Describing the Boldt family as gracious and caring, he said, “If I needed assistance they would offer. We don’t have buses to drive our teams, so we need the parents to drive the kids. Freshman and sophomores can’t drive themselves, typically. They would always offer to drive the kids to the matches.”

Karasch knows there isn’t much he can do to lessen the pain for these families.

“Our hearts go out to the families because there is no way to describe what they have to deal with,” Karasch said.

The news of Andrew’s death had a huge impact on St. Frances Cabrini Parish, West Bend, where the family members are parishioners.

“You hear about things like this on the news all the time in far away distant towns but then when it’s yours, you realize in a moment how horrifying it is,” Fr. Nathan Reesman, pastor, said.

This type of situation can create a feeling of helplessness within a community, said Fr. Reesman who said the most immediate reaction is what to “do” but instead should be more of where should we “be.”

“As in, be with each other and be with (the family),” he said. “Not a lot of time for words … what we can do is pray.”

The community set up the Andrew F. Boldt Memorial Scholarship Fund to assist eighth-grade students from Washington County going to either Marquette or Divine Savior Holy Angels high schools with tuition.

“It came about within hours of the whole news hitting us,” Fr. Reesman said. He added the idea came from individuals and families with connections to either school. “He benefited a lot at his time at Marquette.”

Fr. Reesman said he’s focused on helping the community get through this tough time.

“Looking for quick answer right now is really not helpful. Understanding comes a long time with God’s grace,” he said. Things like this make anyone question, why…. From all accounts, Andrew was just a stellar person.”

For the Von Rueden family, Greg’s struggle began in June 2012, and from the beginning the Marquette and Holy Apostles, New Berlin, communities have supported the family.

“There is a great effort to rally around them as there has been from the day his cancer was identified after his (eighth- grade) graduation,” Fr. Don Thimm said. “It is very sobering news when a young person dies from cancer.”

Greg was diagnosed with Osteosarcoma, a type of bone cancer not uncommon in teenage boys. A network of support kicked into action raising awareness about his situation and raised funds to help pay for treatment.

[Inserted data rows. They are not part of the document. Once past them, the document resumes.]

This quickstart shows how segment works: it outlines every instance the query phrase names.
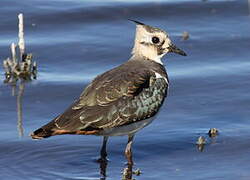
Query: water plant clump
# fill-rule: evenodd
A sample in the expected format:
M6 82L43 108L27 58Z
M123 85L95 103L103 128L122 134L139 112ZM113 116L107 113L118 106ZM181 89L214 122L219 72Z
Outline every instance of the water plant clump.
M19 20L19 33L18 33L18 45L11 44L11 58L7 58L3 61L3 68L5 71L4 83L15 85L18 80L31 81L37 78L37 63L33 61L31 53L25 53L25 41L23 30L23 14L18 15ZM17 57L16 50L19 52Z

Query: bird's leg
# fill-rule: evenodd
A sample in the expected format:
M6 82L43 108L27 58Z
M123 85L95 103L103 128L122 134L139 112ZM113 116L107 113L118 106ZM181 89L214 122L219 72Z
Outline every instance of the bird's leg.
M133 165L133 159L132 159L132 143L134 139L134 134L129 134L128 135L128 144L126 146L125 150L125 156L128 160L128 165L132 166Z
M98 160L99 162L106 162L107 161L107 151L106 151L106 145L107 145L107 141L108 141L108 136L104 136L103 137L103 142L102 142L102 149L101 149L101 157Z

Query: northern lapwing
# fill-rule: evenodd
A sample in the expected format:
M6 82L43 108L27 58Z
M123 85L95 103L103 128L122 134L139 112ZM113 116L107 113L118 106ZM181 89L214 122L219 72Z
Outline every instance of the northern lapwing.
M167 32L141 22L131 58L97 76L64 113L34 131L34 139L62 134L103 136L101 159L106 160L110 136L128 135L125 156L133 164L131 145L135 133L150 124L167 96L169 79L161 58L177 48Z

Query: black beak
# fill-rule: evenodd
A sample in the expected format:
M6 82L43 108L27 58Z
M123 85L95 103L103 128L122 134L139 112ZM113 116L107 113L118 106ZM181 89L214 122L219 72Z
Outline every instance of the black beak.
M168 51L169 52L173 52L173 53L176 53L176 54L180 54L182 56L187 56L187 54L182 51L181 49L179 49L178 47L176 47L174 44L171 44L169 47L168 47Z

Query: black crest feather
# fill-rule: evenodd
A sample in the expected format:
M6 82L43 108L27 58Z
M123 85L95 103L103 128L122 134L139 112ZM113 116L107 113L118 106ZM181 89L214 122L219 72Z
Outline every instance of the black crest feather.
M128 19L128 20L134 22L135 24L145 25L144 23L136 21L136 20L133 20L133 19Z

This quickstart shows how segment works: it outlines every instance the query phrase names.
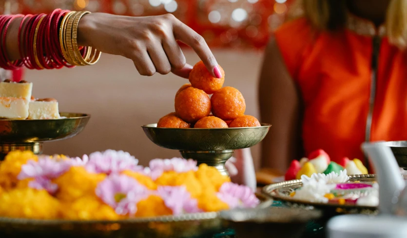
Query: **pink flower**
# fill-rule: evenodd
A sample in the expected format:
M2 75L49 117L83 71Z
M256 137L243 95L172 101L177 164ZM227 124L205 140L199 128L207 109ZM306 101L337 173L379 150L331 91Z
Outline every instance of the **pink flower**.
M223 184L216 195L231 209L238 207L253 208L260 203L250 187L233 183Z
M144 186L124 175L112 174L97 185L96 195L119 215L134 215L137 203L150 195Z
M28 183L30 187L36 189L44 189L50 193L58 190L58 186L51 182L71 168L69 160L53 159L48 156L40 156L38 161L29 160L21 166L17 178L19 180L34 178Z
M86 157L84 156L84 158ZM125 170L142 171L142 166L137 165L138 164L138 160L127 152L108 150L90 154L85 167L90 172L110 174Z
M56 178L71 168L68 160L52 159L48 156L40 156L38 161L29 160L21 166L18 176L19 180L37 177Z
M362 184L360 183L349 183L346 184L338 184L336 185L336 189L353 189L355 188L366 188L367 187L370 187L372 186L369 184Z
M165 205L173 211L174 215L202 211L198 208L198 201L191 197L185 186L161 186L157 193L164 200Z
M146 173L155 180L164 172L174 171L177 173L196 171L198 169L196 161L193 159L185 159L181 158L172 159L154 159L150 161L150 171Z

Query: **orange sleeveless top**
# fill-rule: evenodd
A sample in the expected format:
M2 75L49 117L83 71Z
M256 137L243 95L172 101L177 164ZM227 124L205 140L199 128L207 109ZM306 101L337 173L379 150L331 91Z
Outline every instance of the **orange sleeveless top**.
M305 106L305 155L363 159L364 141L407 140L407 54L383 28L359 23L317 32L302 18L275 33Z

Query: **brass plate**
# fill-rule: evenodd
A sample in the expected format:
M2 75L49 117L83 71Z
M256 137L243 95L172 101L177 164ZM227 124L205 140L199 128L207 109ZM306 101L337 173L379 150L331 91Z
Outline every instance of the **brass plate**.
M149 139L167 149L209 151L251 147L264 138L271 125L231 128L163 128L156 124L142 126Z
M374 174L360 174L350 175L349 181L360 181L361 182L371 182L375 181ZM293 207L316 208L322 210L338 210L344 212L357 212L360 211L370 213L376 212L376 206L358 206L349 204L339 204L329 203L313 203L303 200L294 199L290 196L290 194L295 189L301 187L302 182L301 179L284 181L268 185L263 188L262 192L270 196L274 200L281 201ZM338 209L339 208L339 209Z
M41 120L0 119L1 144L24 144L66 139L81 132L90 115L61 112L66 118Z
M272 200L256 194L258 208ZM224 228L219 212L203 212L116 221L40 220L0 217L0 237L30 238L173 238L207 237Z

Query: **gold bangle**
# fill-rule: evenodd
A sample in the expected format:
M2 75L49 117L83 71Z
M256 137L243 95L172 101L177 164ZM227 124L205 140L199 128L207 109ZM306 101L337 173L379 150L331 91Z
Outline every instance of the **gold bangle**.
M65 42L66 44L66 49L67 50L68 54L69 57L74 63L74 65L81 66L83 65L82 63L78 60L78 57L75 55L75 52L74 51L74 46L72 45L72 29L74 25L74 20L75 20L77 16L80 14L80 12L77 12L71 16L70 16L67 20L68 23L66 24L66 34L65 34Z
M41 65L41 64L39 63L39 59L38 55L37 54L37 36L38 35L38 30L39 29L39 26L41 25L41 22L42 21L42 20L43 20L44 18L45 18L45 17L46 16L44 16L43 17L41 17L41 19L40 19L39 21L38 21L38 23L37 24L37 26L36 26L35 28L35 32L34 33L34 40L33 42L34 50L33 51L34 55L34 60L35 60L35 62L37 63L37 65L38 65L38 67L39 67L39 68L41 69L44 68L44 67L43 67Z
M66 34L66 25L67 19L71 16L71 15L75 14L76 12L72 11L67 13L62 18L61 21L61 25L59 27L59 44L61 45L61 51L62 53L62 56L65 58L65 61L71 65L75 65L73 61L69 57L68 51L66 49L66 43L65 42L65 34Z
M80 13L75 16L74 19L73 26L72 27L72 43L74 51L76 56L76 58L80 62L82 65L92 65L97 62L100 57L100 51L96 49L93 49L92 47L87 47L86 50L87 52L85 57L82 57L79 51L79 47L78 45L78 27L79 24L79 21L80 18L85 15L90 13L90 12L84 11L80 12ZM91 57L91 53L92 57ZM97 57L95 58L95 56L97 55Z

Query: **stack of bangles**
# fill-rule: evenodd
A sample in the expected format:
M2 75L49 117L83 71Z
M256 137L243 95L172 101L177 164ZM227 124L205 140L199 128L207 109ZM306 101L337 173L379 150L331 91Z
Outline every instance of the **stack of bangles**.
M50 14L0 16L0 68L15 69L25 66L30 69L60 68L64 66L93 65L100 51L78 46L78 27L81 17L89 12L56 9ZM22 17L18 33L20 59L8 58L6 35L11 22Z

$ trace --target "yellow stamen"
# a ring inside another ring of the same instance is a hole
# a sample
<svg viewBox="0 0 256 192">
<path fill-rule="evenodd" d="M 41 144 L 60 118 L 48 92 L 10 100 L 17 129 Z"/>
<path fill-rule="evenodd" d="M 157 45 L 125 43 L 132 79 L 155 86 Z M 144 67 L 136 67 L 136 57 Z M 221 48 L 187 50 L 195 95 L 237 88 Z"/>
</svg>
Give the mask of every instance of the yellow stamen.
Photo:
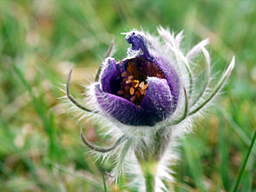
<svg viewBox="0 0 256 192">
<path fill-rule="evenodd" d="M 140 88 L 142 88 L 143 90 L 144 89 L 144 82 L 143 81 L 140 84 Z"/>
<path fill-rule="evenodd" d="M 131 96 L 131 99 L 130 99 L 130 100 L 131 100 L 131 102 L 133 102 L 135 99 L 136 99 L 136 96 Z"/>
<path fill-rule="evenodd" d="M 127 75 L 127 72 L 123 72 L 121 74 L 122 78 L 125 77 L 126 75 Z"/>
<path fill-rule="evenodd" d="M 118 95 L 123 95 L 123 94 L 124 94 L 124 90 L 121 90 L 118 91 Z"/>
<path fill-rule="evenodd" d="M 131 80 L 130 79 L 125 81 L 125 84 L 130 84 L 130 83 L 131 83 Z"/>
<path fill-rule="evenodd" d="M 133 88 L 133 87 L 131 87 L 131 88 L 130 88 L 130 94 L 131 94 L 131 96 L 134 94 L 134 91 L 135 91 L 134 88 Z"/>
</svg>

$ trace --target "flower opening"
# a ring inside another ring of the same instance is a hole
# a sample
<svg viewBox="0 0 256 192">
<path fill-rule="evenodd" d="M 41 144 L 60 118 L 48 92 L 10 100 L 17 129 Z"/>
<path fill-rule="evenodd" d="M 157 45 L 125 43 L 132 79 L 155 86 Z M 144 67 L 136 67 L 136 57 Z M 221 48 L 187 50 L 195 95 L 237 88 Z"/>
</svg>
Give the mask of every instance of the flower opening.
<svg viewBox="0 0 256 192">
<path fill-rule="evenodd" d="M 176 70 L 139 32 L 130 32 L 128 58 L 116 63 L 108 57 L 96 84 L 102 110 L 128 125 L 154 126 L 175 111 L 179 96 Z M 150 46 L 148 46 L 148 44 Z"/>
</svg>

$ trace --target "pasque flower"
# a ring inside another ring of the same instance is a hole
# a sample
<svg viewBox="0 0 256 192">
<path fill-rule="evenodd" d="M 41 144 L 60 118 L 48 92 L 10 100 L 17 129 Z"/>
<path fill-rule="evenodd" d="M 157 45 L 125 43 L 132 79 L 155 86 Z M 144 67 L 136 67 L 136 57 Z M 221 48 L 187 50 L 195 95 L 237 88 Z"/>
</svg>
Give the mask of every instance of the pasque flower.
<svg viewBox="0 0 256 192">
<path fill-rule="evenodd" d="M 96 108 L 93 110 L 83 107 L 69 94 L 72 71 L 67 84 L 67 96 L 73 103 L 104 118 L 112 125 L 113 132 L 122 134 L 107 148 L 92 145 L 81 133 L 84 143 L 102 153 L 119 148 L 119 156 L 126 155 L 130 149 L 141 167 L 147 191 L 160 186 L 155 183 L 158 176 L 167 177 L 160 174 L 164 170 L 160 167 L 167 162 L 165 156 L 177 132 L 184 132 L 191 118 L 218 95 L 235 64 L 233 58 L 219 82 L 211 88 L 211 61 L 205 48 L 208 41 L 203 40 L 183 54 L 183 32 L 174 35 L 162 27 L 158 32 L 162 40 L 136 30 L 125 33 L 131 47 L 127 57 L 119 61 L 110 57 L 113 48 L 111 44 L 90 86 L 92 106 Z M 202 81 L 195 67 L 199 55 L 204 56 L 206 63 Z"/>
</svg>

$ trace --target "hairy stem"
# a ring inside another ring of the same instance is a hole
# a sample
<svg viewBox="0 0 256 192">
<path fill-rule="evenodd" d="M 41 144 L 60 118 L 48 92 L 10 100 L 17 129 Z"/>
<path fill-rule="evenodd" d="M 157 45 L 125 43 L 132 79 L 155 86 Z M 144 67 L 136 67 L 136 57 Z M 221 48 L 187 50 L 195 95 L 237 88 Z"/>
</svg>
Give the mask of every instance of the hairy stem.
<svg viewBox="0 0 256 192">
<path fill-rule="evenodd" d="M 171 140 L 171 131 L 162 127 L 152 134 L 152 143 L 141 138 L 136 146 L 135 154 L 145 179 L 146 192 L 155 191 L 157 168 Z"/>
<path fill-rule="evenodd" d="M 144 162 L 141 164 L 145 178 L 146 192 L 154 192 L 157 166 L 158 164 L 154 162 Z"/>
</svg>

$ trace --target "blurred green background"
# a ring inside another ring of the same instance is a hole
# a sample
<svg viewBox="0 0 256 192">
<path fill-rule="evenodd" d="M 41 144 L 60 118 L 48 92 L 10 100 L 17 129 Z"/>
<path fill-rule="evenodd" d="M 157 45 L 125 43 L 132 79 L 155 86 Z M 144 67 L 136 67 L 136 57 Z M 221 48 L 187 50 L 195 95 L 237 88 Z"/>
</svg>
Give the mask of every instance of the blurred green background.
<svg viewBox="0 0 256 192">
<path fill-rule="evenodd" d="M 74 63 L 72 92 L 96 74 L 114 38 L 117 60 L 129 44 L 120 32 L 156 27 L 184 30 L 184 47 L 209 38 L 213 71 L 236 55 L 235 70 L 217 108 L 199 119 L 179 148 L 173 167 L 175 191 L 229 191 L 256 127 L 256 1 L 254 0 L 1 0 L 0 191 L 103 191 L 102 171 L 87 153 L 78 118 L 67 113 L 63 88 Z M 102 139 L 101 126 L 84 124 L 89 139 Z M 240 191 L 256 191 L 256 148 Z M 126 178 L 108 191 L 136 191 Z"/>
</svg>

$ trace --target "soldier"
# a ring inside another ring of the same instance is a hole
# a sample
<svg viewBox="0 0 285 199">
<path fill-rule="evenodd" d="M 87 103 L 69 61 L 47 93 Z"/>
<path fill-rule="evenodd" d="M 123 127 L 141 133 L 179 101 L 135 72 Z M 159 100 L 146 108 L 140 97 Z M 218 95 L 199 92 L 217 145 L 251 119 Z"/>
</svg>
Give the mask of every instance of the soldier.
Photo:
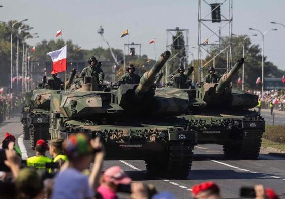
<svg viewBox="0 0 285 199">
<path fill-rule="evenodd" d="M 205 83 L 217 83 L 218 81 L 219 80 L 220 77 L 215 74 L 216 70 L 215 69 L 211 67 L 210 68 L 208 72 L 209 74 L 204 77 L 203 84 Z"/>
<path fill-rule="evenodd" d="M 177 80 L 180 79 L 180 88 L 185 88 L 189 87 L 192 81 L 189 78 L 189 77 L 184 74 L 184 72 L 185 69 L 184 68 L 180 67 L 178 70 L 178 73 L 172 77 L 171 84 L 173 85 L 174 83 L 177 82 Z"/>
<path fill-rule="evenodd" d="M 135 74 L 135 69 L 133 64 L 130 64 L 126 68 L 128 73 L 122 76 L 118 81 L 118 85 L 124 84 L 139 84 L 141 77 L 136 74 Z"/>
<path fill-rule="evenodd" d="M 57 73 L 52 74 L 52 77 L 50 77 L 48 81 L 48 84 L 50 86 L 50 89 L 53 90 L 60 90 L 61 87 L 64 85 L 60 78 L 57 77 Z"/>
<path fill-rule="evenodd" d="M 105 74 L 102 69 L 100 68 L 101 66 L 99 67 L 98 65 L 98 62 L 95 57 L 90 57 L 88 61 L 89 66 L 85 67 L 83 69 L 78 77 L 81 78 L 84 76 L 90 77 L 94 76 L 98 79 L 98 84 L 103 85 Z"/>
</svg>

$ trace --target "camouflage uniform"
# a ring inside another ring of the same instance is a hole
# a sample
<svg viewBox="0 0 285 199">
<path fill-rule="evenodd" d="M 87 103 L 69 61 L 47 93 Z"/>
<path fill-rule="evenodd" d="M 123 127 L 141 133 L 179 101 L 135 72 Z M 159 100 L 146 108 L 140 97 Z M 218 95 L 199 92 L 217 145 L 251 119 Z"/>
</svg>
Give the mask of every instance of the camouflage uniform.
<svg viewBox="0 0 285 199">
<path fill-rule="evenodd" d="M 81 78 L 84 76 L 94 76 L 98 79 L 98 83 L 100 84 L 100 83 L 103 84 L 105 74 L 102 69 L 99 67 L 94 66 L 91 67 L 90 65 L 89 65 L 82 70 L 82 71 L 79 74 L 79 77 Z"/>
<path fill-rule="evenodd" d="M 188 87 L 191 84 L 191 79 L 190 79 L 186 75 L 183 73 L 178 73 L 172 77 L 170 81 L 171 85 L 173 85 L 175 83 L 174 81 L 176 77 L 181 77 L 181 88 Z"/>
<path fill-rule="evenodd" d="M 122 76 L 118 81 L 118 85 L 124 84 L 139 84 L 141 77 L 137 74 L 126 73 Z"/>
<path fill-rule="evenodd" d="M 204 77 L 203 84 L 205 83 L 217 83 L 218 80 L 220 78 L 219 76 L 215 74 L 208 74 Z"/>
<path fill-rule="evenodd" d="M 50 81 L 53 81 L 53 84 L 52 85 L 50 85 L 51 88 L 54 90 L 60 90 L 61 89 L 60 85 L 64 84 L 60 78 L 57 78 L 56 77 L 52 77 L 49 79 L 48 83 Z"/>
</svg>

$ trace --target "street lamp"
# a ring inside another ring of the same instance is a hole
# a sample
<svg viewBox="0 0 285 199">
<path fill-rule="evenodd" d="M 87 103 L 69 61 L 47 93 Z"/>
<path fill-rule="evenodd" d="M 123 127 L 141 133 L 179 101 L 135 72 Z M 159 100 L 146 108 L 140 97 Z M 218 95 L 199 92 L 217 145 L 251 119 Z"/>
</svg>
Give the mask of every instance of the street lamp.
<svg viewBox="0 0 285 199">
<path fill-rule="evenodd" d="M 12 37 L 13 37 L 13 27 L 14 27 L 14 26 L 15 25 L 16 25 L 16 24 L 17 24 L 18 23 L 22 23 L 22 22 L 24 21 L 27 21 L 28 19 L 24 19 L 20 22 L 18 21 L 16 21 L 15 22 L 14 22 L 12 25 L 12 27 L 11 27 L 11 42 L 10 42 L 10 48 L 11 48 L 11 91 L 12 92 L 12 89 L 13 88 L 13 49 L 12 49 Z"/>
<path fill-rule="evenodd" d="M 260 33 L 260 34 L 261 34 L 261 36 L 262 37 L 262 63 L 261 63 L 261 81 L 262 84 L 261 84 L 261 94 L 262 95 L 262 94 L 263 93 L 263 86 L 264 85 L 264 81 L 263 81 L 263 76 L 264 76 L 264 36 L 265 35 L 265 34 L 268 32 L 268 31 L 276 31 L 276 30 L 278 30 L 277 29 L 269 29 L 267 30 L 266 30 L 265 32 L 262 33 L 260 30 L 257 30 L 256 29 L 254 29 L 254 28 L 248 28 L 248 29 L 250 30 L 255 30 L 255 31 L 257 31 L 258 32 L 259 32 Z"/>
<path fill-rule="evenodd" d="M 249 36 L 257 36 L 257 34 L 252 34 L 252 35 L 247 35 L 243 39 L 243 43 L 242 45 L 242 57 L 244 58 L 244 43 L 245 42 L 245 40 L 248 38 Z M 242 64 L 242 91 L 244 90 L 244 63 Z"/>
</svg>

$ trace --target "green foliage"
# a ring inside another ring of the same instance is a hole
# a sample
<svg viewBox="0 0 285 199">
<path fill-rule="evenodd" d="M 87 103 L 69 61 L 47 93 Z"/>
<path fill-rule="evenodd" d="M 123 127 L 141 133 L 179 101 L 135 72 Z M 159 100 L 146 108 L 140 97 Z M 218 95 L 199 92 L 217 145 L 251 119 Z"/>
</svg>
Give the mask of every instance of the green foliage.
<svg viewBox="0 0 285 199">
<path fill-rule="evenodd" d="M 263 137 L 275 142 L 285 144 L 285 125 L 266 125 Z"/>
</svg>

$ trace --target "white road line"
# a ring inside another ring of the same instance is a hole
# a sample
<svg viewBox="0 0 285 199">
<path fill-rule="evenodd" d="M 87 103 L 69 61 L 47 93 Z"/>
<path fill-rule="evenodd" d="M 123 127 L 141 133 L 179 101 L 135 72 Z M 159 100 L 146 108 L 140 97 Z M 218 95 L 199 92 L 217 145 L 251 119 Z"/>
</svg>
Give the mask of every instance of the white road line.
<svg viewBox="0 0 285 199">
<path fill-rule="evenodd" d="M 209 149 L 209 148 L 201 147 L 201 146 L 195 146 L 195 147 L 196 148 L 200 148 L 201 149 Z"/>
<path fill-rule="evenodd" d="M 125 164 L 126 165 L 128 165 L 128 166 L 129 166 L 130 167 L 131 167 L 131 168 L 133 168 L 134 169 L 139 169 L 139 168 L 136 168 L 136 167 L 135 167 L 134 165 L 130 164 L 130 163 L 124 161 L 122 161 L 121 160 L 119 160 L 119 161 L 121 162 L 122 163 L 123 163 L 123 164 Z"/>
<path fill-rule="evenodd" d="M 26 160 L 28 158 L 27 149 L 24 144 L 24 135 L 22 134 L 18 138 L 18 145 L 22 152 L 22 158 Z"/>
</svg>

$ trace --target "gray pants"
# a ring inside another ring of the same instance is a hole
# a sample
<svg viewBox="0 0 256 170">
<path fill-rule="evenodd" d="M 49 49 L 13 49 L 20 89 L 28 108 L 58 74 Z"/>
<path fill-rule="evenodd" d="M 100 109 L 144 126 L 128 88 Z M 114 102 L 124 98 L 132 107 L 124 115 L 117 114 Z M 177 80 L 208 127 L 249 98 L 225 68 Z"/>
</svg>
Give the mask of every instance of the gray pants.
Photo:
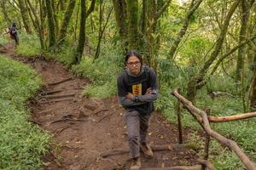
<svg viewBox="0 0 256 170">
<path fill-rule="evenodd" d="M 128 133 L 131 157 L 140 156 L 140 143 L 146 142 L 151 114 L 141 115 L 135 110 L 125 113 L 124 121 Z"/>
</svg>

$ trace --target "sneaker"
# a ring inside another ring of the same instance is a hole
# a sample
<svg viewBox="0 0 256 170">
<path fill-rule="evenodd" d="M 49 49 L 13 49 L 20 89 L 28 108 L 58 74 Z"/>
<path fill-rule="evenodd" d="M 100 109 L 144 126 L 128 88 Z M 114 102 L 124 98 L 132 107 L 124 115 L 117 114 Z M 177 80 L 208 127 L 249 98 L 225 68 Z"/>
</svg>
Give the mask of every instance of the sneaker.
<svg viewBox="0 0 256 170">
<path fill-rule="evenodd" d="M 142 167 L 141 160 L 139 157 L 133 158 L 130 170 L 139 170 Z"/>
<path fill-rule="evenodd" d="M 142 144 L 140 145 L 140 148 L 143 150 L 143 152 L 144 153 L 144 156 L 146 158 L 153 157 L 153 151 L 148 144 L 147 144 L 147 143 Z"/>
</svg>

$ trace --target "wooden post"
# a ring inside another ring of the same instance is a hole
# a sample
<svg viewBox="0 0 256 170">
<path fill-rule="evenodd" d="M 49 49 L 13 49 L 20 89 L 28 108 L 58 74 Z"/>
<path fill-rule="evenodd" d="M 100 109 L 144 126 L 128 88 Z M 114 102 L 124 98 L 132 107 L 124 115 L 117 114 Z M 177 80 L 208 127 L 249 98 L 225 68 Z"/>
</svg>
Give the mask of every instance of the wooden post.
<svg viewBox="0 0 256 170">
<path fill-rule="evenodd" d="M 179 89 L 178 89 L 179 93 Z M 183 144 L 183 128 L 181 122 L 181 116 L 180 116 L 180 101 L 177 99 L 177 128 L 178 128 L 178 144 Z"/>
<path fill-rule="evenodd" d="M 209 116 L 211 114 L 211 110 L 210 109 L 206 109 L 206 113 Z M 206 133 L 206 142 L 205 142 L 205 154 L 204 154 L 204 160 L 207 161 L 209 157 L 209 145 L 210 145 L 210 135 Z M 206 165 L 201 166 L 201 170 L 205 170 L 207 167 Z"/>
</svg>

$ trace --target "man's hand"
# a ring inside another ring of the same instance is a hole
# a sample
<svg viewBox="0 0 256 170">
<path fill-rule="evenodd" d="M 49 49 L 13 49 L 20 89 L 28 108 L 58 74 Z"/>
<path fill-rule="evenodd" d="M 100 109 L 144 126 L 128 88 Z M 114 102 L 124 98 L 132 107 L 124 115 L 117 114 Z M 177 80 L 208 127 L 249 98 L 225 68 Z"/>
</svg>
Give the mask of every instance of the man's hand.
<svg viewBox="0 0 256 170">
<path fill-rule="evenodd" d="M 125 96 L 127 99 L 133 100 L 134 99 L 134 95 L 128 92 L 128 94 Z"/>
<path fill-rule="evenodd" d="M 145 94 L 150 94 L 152 93 L 151 88 L 148 88 Z"/>
</svg>

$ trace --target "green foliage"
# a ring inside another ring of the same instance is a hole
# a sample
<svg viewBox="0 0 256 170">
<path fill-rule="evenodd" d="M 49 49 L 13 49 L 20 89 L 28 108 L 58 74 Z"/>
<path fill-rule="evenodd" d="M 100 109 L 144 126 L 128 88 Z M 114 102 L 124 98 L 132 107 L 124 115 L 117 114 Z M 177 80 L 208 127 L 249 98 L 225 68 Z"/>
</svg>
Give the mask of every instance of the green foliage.
<svg viewBox="0 0 256 170">
<path fill-rule="evenodd" d="M 0 37 L 0 44 L 3 45 L 10 42 L 10 37 L 8 35 L 1 36 Z"/>
<path fill-rule="evenodd" d="M 63 44 L 59 47 L 58 51 L 55 53 L 48 54 L 51 59 L 63 63 L 66 66 L 70 66 L 74 60 L 74 48 L 69 47 L 67 44 Z"/>
<path fill-rule="evenodd" d="M 190 65 L 204 62 L 205 55 L 212 45 L 209 40 L 202 37 L 197 36 L 189 38 L 178 52 L 178 62 L 182 65 L 189 64 Z"/>
<path fill-rule="evenodd" d="M 84 56 L 80 64 L 73 67 L 74 73 L 92 82 L 84 88 L 83 94 L 86 96 L 105 98 L 116 94 L 117 76 L 122 70 L 124 57 L 118 49 L 103 48 L 99 59 Z"/>
<path fill-rule="evenodd" d="M 0 169 L 39 169 L 50 136 L 27 122 L 26 102 L 42 86 L 28 66 L 0 56 Z"/>
<path fill-rule="evenodd" d="M 19 34 L 20 44 L 16 53 L 27 57 L 34 57 L 41 54 L 40 41 L 36 34 Z"/>
</svg>

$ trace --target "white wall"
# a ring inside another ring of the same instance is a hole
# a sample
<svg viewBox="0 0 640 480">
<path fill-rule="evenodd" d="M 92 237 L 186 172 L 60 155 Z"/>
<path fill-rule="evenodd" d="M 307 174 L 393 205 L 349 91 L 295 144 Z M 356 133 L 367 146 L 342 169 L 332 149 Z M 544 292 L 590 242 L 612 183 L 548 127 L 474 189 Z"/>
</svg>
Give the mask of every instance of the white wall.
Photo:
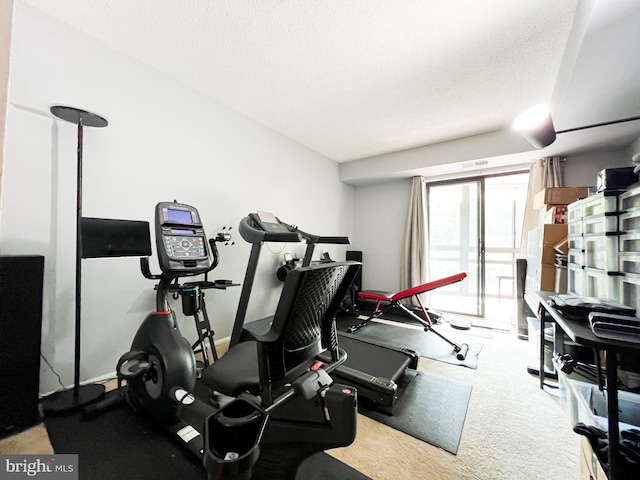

Through various activities like merchandise sales, a 5-kilometer run, tailgate at a Milwaukee Brewer game, and online contributions through a campaigns on and, members of the community have invested deeply in his cause.

“He’s had a very powerful presence in our community,” Fr. Thimm said. “I don’t think there will be a quick forgottenness about Greg at all.”

Fr. Thimm said he and newly assigned associate pastor Fr. Arul Ponnaiyan spent a lot of time with the Von Rueden family, including in the hours after his death. He said the family has been surprised with the amount of support they’ve received.

“They’ve been humbled, grateful and inspired and overwhelmed,” he said. “I’ve listened to their words, those are the words I hear from them.”

Greg’s two brothers, Bobby and Jake, spent much time organizing the student bodies at Marquette and DSHA for him.

“They’ve been faithfully strong partners in the journey with Greg,” Fr. Thimm said. “From bringing Communion to being with him, walking with him, whatever. I guess they’ve just been by his side … they were right with Greg all the way through.”